In February, Ron Haviv held an exhibition of his work to commemorate the anniversary of the Balkan War. War-photography expositions are hardly uncommon, and this certainly wasn’t Haviv’s first. From the walls hung pictures of unspeakable violence: one in particular featured an ocean spray of blood from a man just shot in the face. We can’t distance ourselves from a scene like this one. These people were shot in this world, in our shared reality, just as Floyd was murdered not in some distant, uniquely racist land, but under the same racist ideology that props-up the ongoing reality of police violence. However, to claim that we need to ‘eroticize’ war photography, that we need to bring ourselves closer to these horrific instances of violence, especially if we are neither Bosnian nor Black, reeks of necrophilia, sadism, and abuse of privilege.

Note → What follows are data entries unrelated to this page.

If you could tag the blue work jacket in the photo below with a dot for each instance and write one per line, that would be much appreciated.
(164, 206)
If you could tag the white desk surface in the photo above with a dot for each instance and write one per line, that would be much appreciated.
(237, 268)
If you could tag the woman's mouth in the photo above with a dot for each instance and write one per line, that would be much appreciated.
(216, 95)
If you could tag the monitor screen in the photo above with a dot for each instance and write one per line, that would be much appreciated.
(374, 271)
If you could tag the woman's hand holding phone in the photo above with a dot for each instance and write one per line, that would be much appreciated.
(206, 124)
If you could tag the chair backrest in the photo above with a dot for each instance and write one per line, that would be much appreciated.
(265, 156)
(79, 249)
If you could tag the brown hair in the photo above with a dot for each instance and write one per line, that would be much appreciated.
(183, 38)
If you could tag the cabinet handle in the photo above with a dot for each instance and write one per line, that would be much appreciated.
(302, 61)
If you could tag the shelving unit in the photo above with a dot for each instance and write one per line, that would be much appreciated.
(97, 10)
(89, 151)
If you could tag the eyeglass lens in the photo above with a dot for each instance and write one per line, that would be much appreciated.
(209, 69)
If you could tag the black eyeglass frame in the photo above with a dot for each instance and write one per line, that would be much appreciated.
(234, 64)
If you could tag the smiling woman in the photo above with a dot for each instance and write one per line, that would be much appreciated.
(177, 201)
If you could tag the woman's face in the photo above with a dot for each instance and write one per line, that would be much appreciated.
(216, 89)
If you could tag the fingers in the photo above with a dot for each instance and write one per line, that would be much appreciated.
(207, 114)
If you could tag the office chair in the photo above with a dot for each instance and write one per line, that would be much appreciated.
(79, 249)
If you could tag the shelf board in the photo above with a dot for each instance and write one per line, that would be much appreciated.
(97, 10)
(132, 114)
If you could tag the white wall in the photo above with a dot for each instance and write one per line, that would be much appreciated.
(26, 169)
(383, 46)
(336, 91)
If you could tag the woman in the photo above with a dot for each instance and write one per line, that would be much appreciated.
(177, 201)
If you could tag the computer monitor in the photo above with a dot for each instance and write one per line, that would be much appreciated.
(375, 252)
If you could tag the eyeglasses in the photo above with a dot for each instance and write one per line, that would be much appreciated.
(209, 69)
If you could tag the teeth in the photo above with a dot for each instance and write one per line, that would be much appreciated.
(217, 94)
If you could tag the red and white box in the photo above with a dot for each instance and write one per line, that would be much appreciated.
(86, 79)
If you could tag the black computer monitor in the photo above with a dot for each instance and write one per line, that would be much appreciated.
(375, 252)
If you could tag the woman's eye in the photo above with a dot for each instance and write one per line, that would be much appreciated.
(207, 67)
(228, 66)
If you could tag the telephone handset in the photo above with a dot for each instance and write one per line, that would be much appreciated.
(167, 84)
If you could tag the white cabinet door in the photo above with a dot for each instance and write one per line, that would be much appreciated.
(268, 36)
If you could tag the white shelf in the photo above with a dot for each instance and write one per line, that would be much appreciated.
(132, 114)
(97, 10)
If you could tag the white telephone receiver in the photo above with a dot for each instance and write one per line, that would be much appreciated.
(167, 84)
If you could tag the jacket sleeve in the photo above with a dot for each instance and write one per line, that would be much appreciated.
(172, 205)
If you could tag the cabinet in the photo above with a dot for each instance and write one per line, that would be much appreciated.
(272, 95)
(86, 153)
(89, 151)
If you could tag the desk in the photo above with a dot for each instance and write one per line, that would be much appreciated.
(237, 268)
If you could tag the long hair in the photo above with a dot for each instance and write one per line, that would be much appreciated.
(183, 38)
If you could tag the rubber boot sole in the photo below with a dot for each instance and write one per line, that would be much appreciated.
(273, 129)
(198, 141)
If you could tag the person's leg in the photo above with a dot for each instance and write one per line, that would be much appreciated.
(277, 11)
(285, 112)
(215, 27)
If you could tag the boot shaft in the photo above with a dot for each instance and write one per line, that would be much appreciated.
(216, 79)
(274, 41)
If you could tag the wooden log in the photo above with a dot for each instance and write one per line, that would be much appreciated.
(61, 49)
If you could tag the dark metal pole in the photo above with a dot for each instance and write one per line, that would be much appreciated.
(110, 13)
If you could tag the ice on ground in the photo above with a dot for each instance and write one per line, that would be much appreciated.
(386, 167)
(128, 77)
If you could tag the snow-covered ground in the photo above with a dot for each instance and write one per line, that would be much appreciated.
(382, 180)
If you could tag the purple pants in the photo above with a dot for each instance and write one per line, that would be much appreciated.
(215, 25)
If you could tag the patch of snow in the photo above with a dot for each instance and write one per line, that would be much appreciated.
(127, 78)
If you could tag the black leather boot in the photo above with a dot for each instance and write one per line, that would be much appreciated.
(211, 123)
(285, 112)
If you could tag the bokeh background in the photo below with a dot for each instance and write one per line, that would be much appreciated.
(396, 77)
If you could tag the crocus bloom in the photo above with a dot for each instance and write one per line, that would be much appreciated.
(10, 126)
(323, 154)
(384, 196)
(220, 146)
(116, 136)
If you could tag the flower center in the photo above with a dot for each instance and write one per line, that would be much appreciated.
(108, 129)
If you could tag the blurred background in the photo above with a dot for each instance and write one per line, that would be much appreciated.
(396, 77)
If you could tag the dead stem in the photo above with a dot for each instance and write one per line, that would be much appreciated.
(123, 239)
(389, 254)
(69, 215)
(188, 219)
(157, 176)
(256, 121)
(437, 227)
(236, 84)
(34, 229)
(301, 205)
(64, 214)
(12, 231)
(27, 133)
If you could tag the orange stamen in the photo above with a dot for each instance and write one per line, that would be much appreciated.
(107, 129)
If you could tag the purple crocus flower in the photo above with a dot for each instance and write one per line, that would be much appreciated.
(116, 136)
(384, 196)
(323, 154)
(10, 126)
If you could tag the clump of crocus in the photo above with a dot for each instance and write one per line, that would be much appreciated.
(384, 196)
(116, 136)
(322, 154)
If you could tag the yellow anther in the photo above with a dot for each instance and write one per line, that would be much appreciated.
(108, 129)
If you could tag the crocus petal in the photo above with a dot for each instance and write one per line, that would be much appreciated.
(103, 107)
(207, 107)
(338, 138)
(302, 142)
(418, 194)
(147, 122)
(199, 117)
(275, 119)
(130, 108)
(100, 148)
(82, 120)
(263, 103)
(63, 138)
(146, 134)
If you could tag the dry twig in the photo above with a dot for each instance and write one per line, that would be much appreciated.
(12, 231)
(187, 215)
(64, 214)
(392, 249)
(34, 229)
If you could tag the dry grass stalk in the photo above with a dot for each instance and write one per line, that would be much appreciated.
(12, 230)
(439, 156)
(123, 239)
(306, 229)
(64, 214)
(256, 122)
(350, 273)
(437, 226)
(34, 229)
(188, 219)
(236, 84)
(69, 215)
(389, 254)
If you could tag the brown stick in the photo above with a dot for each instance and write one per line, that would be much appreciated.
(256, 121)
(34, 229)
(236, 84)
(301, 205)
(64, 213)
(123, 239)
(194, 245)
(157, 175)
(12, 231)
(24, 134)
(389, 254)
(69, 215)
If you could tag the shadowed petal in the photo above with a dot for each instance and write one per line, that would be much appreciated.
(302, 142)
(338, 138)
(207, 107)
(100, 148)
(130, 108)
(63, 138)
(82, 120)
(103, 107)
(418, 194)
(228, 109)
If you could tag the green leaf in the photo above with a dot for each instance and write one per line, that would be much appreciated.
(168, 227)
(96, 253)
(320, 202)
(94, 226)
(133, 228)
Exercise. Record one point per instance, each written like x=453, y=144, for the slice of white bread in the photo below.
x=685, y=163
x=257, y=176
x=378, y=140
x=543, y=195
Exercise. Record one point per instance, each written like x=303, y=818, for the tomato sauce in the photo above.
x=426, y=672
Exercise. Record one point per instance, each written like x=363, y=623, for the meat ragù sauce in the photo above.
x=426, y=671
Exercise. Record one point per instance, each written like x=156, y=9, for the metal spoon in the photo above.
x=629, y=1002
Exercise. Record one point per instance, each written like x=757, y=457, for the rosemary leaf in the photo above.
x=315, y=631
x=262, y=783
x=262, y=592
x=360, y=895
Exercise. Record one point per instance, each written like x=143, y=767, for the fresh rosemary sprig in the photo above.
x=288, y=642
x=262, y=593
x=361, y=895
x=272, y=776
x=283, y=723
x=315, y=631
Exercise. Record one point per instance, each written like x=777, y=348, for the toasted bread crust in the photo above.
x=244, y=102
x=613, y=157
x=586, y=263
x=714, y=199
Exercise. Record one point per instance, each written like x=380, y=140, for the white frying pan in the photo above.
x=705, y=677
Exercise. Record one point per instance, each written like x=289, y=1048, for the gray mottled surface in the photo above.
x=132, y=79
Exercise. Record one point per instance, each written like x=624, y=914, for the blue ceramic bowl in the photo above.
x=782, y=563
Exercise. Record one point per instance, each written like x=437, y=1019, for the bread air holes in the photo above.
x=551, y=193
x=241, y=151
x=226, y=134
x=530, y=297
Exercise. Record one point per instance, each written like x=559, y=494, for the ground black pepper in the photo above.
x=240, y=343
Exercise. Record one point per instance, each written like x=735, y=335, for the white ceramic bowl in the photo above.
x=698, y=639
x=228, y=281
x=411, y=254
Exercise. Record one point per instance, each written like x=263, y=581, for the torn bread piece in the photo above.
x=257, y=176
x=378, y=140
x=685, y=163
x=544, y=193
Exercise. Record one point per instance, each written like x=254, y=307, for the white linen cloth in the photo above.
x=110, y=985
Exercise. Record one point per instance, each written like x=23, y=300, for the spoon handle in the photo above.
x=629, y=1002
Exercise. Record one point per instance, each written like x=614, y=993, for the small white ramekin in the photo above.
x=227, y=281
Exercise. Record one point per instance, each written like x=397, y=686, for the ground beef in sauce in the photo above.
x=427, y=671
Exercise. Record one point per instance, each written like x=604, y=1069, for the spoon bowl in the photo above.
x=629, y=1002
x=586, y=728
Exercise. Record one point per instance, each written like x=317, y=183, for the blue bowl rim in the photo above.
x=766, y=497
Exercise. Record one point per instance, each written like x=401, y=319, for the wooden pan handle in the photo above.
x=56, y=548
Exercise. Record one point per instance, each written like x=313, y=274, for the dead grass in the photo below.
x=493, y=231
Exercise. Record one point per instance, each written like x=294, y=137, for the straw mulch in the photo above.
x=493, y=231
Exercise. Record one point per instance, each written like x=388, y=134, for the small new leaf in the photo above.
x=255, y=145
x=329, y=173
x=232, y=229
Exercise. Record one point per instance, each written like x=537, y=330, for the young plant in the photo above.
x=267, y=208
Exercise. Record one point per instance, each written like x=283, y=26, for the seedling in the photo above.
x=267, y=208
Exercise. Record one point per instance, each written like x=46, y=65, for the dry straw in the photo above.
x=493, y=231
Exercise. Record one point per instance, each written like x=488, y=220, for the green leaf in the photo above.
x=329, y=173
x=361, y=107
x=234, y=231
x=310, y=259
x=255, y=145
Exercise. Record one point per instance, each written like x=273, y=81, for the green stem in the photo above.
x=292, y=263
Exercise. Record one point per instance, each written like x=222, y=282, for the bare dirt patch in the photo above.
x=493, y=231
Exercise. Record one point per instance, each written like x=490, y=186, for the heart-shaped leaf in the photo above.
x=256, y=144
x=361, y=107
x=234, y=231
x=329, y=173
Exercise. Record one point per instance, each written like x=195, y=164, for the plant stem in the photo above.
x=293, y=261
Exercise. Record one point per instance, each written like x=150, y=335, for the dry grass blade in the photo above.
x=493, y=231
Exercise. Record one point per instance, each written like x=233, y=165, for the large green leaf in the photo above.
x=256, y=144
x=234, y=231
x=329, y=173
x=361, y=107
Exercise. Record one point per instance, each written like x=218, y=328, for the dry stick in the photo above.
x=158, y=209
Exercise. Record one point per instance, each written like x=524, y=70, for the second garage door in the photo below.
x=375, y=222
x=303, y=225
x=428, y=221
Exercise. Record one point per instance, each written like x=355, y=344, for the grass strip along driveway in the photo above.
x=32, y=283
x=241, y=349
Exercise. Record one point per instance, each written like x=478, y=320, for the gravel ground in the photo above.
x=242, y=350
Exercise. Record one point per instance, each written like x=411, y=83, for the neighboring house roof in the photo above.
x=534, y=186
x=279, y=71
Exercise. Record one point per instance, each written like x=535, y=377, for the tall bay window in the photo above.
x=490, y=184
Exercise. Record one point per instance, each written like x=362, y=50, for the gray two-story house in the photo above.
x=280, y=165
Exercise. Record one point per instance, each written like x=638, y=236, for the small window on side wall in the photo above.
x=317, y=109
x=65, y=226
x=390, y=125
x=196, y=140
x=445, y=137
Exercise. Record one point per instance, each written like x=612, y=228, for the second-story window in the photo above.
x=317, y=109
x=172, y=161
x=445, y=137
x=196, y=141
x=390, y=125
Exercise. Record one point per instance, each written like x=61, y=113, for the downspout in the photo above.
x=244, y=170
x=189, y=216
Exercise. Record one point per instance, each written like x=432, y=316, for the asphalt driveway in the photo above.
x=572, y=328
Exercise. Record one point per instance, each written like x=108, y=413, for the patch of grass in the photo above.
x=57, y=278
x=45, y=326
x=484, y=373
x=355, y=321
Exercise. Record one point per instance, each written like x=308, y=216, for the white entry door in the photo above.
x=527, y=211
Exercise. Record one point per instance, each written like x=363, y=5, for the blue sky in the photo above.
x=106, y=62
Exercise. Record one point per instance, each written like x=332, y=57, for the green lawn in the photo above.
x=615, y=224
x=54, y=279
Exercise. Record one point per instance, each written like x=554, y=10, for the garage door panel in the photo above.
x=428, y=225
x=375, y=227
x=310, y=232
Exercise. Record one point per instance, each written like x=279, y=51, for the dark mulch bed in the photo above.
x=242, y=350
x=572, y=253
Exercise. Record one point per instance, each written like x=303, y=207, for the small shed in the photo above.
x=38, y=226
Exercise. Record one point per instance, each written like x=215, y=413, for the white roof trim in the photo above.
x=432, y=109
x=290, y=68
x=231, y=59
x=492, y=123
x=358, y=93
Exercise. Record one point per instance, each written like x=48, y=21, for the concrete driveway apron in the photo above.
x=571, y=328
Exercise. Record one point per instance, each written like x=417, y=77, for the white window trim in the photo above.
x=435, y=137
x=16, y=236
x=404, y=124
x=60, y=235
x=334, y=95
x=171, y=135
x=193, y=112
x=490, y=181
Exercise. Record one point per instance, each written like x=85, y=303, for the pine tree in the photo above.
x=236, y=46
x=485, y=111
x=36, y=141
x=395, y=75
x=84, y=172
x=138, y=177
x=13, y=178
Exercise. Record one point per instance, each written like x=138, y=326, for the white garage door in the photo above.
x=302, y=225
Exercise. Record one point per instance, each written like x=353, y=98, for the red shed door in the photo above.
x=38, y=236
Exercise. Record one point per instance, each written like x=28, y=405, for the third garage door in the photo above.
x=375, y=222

hooks uses the following metaphor to describe the problem with our way of understanding empathy: ‘It is by eating the Other […] that one asserts power and privilege.’ Is the consumption of pain we do not understand a way of asserting power over it? Empathy, when we understand it as Sontag does, as a unique proximity through knowledge to another person’s experience, might very well be. The way we access knowledge about other peoples’ pain — through war photography, the news cycle, and social media — represents a power dynamic. The Subject exerts power over the Object by analyzing it and turning it into a Thing to Know rather than a dynamic, equally agent Subject. I worry that the way we have gone about our bid for liberation has failed us. That is, I worry that in our quest to develop empathy for that which we don’t understand, the commonly accepted understanding of empathy has only ended up commodifying the most vulnerable aspect of human experience. The Bosnian woman Ron Haviv made the subject of his now-famous photograph didn’t know he was taking her picture. Now she is the centrepiece of a decade-defining image. She is the ‘main-dish’ of a new generation’s sensual feast for knowledge of a genocide Bosnia committed before they were even born. I worry the horrific video of Floyd’s murder will share the same fate.

My thoughts on this matter are by no means settled, the validity of the questions I am asking are by no means certain. But something tells me that the more we think the links between ourselves and others are settled matters, the more we regard them unthinkingly, and the more we risk innocent blood continuing to be spilt.